For small and medium enterprises in particular – professional services firms included – and for many larger organisations too, access to tools like Clause Mythos to identify and close off vulnerabilities may be unachievable for some time to come, or at all.
Still, it is not a solution for organisations to stand still, or to throw up their hands and say it’s all too hard, in the face of the new threats presented by malicious, offensive AI Agents. Responsibilities for protection of personal data and valuable proprietary information don’t evaporate because penetration risks escalate. And they have just escalated.
Legal defence requires that organisations at risk do something to ameliorate the risks.
Here are some steps organisations can take to increase their legal and technical protection in the face of escalating, offensive AI-powered hacking threats:
- Reviews of data, AI and security governance must be prioritised:
– This must be a whole of organisation review, not an IT project.
– Reviews must as a minimum analyse current and historic technical structures for data collection, access and security, to identify and close security gaps,
– They must upgrade user and awareness training for system users,
– But they must also go further, with the goal of establishing AI – Data Governance Frameworks that clearly define how the organisation plans to incorporate AI into its operations, to deal with AI offensive threats, and how stakeholders will be consulted and kept informed,
– “Opt-in/Opt-Out” arrangements may need to be considered, where clients are given the option to have their data excluded from AI-accessible repositories, and to refuse the use of AI tools for service delivery,
– AI-Data Governance Frameworks need to be designed to evolve quickly and efficiently, to identify and respond to new learnings about offensive AI agents, and to integrate technical, legal and ethical considerations. - Privacy Impact Assessments must be undertaken for new / changed business operations:
– Changes to business operations, driven by AI or otherwise, must be analysed with a focus on potential impacts on types of personal information likely to be collected, their storage, deletion and the purposes of collection and use,
– For any business process change, especially where AI is to be deployed, a Privacy Impact Assessment is a logical first step,
– Where AI agents are intended to be deployed in new operational models, ai Impact Assessments also need to be undertaken, to specifically analyse and identify new vulnerabilities that AI adoption may create. - AI usage itself must be central to the reviews:
– The McKinsey, BCG and Bain examples show that embedding AI tools and agents into operating models creates new vulnerabilities,
– For professional services firms especially, the productivity benefits of AI agents cannot be ignored, but nor can the risks,
– The solution is not to stop AI use, but to bring AI use into the centre of organisational risk management and compliance planning.
“AI for hackers” is here
Mandiant’s M-Trends is a leading review of threats and tactics used in data system breaches.

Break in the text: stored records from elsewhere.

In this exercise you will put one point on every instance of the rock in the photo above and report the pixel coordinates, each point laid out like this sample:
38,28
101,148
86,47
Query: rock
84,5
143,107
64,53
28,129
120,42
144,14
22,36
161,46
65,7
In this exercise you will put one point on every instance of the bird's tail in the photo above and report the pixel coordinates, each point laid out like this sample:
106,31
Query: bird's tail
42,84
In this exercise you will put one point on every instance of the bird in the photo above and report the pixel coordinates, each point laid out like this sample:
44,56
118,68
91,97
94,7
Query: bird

The M-Trends 2026 report[3] notes:
“Recent Google Threat Intelligence Group reporting confirms that state and financially motivated actors are integrating AI to accelerate the attack lifecycle” and are “increasingly relying on large language models [frontier AI models] as a strategic force multiplier…”.

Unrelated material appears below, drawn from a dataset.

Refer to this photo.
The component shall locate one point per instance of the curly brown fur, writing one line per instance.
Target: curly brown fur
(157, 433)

As malign AI agent developers begin to harness the power of AI, organisations of all sizes need to respond by, as a minimum, taking action to identify their potential vulnerabilities and re-crafting technical and legal defences.

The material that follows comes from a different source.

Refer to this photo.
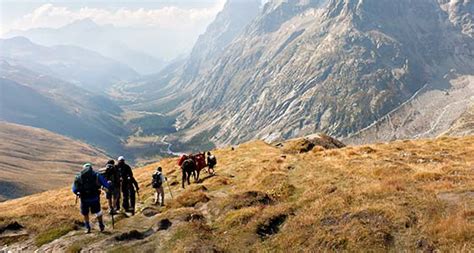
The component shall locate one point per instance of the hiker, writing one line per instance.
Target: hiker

[1] Anthropic: Trustworthy agents in practice 9 Apr 2026 – Trustworthy agents in practice \ Anthropic
[2] Bill Text – SB-53 Artificial intelligence models: large developers.
[3] Special Report: Mandiant M-Trends 2026
This article is for general information purposes only and does not constitute legal or professional advice. It should not be used as a substitute for legal advice relating to your particular circumstances. Please also note that the law may have changed since the date of this article.